Close to 18 members of the U.S. Sea Cadets, 12 to 18 years old, attended the event in Navy combat uniforms.

"We are supporting and motivating the runners by passing out flags and manning the booths," said 15-year-old Anthony Castrejon.

Jack Harris, 87, a retired Marine Corps lieutenant colonel who served in the Korean War, Vietnam War and World War II, was among the veterans who attended the event. He manned a World War II-era cargo truck parked beside the track.

Other veterans cheered runners as they descended the last mile, which was lined with 178 10-foot-tall U.S. flags. The marathon started at Dos Pueblos High School and the half marathon began at Page Youth Center.

Many of the runners used the race to raise money for a variety of causes.

Bill Strong of Santa Barbara ran the half marathon with his 6-year- old daughter Gwendolyn, who suffers from a genetic condition called spinal muscular atrophy. Gwendolyn is completely paralyzed and relies on 24-hour assistance and machines to live.

Mr. Strong pushed her in a 100-pound custom-built running chair, which includes breathing, feeding and suction machines. She lay in the chair facing up toward her father, so they looked at each other through the entire run.

This was his third year running the half marathon and second year running it with Gwendolyn.

"It's such a bonding experience," Mr. Strong told the News-Press after completing the race. "There are times when I'm struggling, but it's hard to struggle with a little pain in my legs when I'm looking down at her. It's really incredible how she lights up when she's part of the race."

Mr. Strong said Gwendolyn loves running and the two of them run together on a weekly basis.

He and his wife established the Gwendolyn Strong Foundation four years ago to raise awareness and funds for individuals suffering from spinal muscular atrophy.

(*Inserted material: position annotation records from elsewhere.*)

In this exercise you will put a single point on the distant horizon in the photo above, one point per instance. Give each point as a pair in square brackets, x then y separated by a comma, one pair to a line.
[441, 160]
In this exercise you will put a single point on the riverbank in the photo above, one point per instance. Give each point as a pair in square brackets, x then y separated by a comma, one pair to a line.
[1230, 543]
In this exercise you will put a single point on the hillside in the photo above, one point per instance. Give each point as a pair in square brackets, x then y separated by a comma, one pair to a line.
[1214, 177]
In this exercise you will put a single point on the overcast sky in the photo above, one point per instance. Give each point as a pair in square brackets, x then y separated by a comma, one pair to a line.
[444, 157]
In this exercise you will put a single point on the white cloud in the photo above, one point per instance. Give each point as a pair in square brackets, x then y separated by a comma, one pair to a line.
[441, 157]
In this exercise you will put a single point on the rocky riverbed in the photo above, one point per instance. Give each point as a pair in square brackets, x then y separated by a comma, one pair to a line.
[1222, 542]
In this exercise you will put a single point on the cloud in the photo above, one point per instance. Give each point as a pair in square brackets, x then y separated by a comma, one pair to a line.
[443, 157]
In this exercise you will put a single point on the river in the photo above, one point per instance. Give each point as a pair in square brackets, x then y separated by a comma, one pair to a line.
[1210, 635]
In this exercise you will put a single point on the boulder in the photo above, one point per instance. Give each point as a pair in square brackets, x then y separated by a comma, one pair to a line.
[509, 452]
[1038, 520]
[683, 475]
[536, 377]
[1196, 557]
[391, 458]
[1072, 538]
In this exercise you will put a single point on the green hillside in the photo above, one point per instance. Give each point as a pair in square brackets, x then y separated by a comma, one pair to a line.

"We've turned this into a major annual fundraiser," Mr. Strong said about Saturday's marathon.

The Gwendolyn Strong Foundation set up a large green tent in the event parking lot where they sold T-shirts and shared Gwendolyn's story.

Close to 80 runners from around the world ran for Gwendolyn and wore neon green jerseys reading "Never Give Up."

"It's great to see so many supporters who go above and beyond for others who can't move," Mr. Strong said. "We're humbled."

Cristi Berg, 60, of Menlo Park, was among the runners donning a green jersey for Gwendolyn. She heard about the girl through a co-worker and joined a group of four who raised funds for the foundation.

"We ran by Bill stopped on the track," she said. "He was putting a fun green hat on Gwendolyn and we yelled 'Never give up!'"

To date, the foundation has raised $90,000 of its $100,000 goal. Many donations come through the Gwendolyn Strong Foundation website at www.thegsf.org.

Early registration for next year's marathon will be through Nov. 17. Those who register early receive a $25 discount.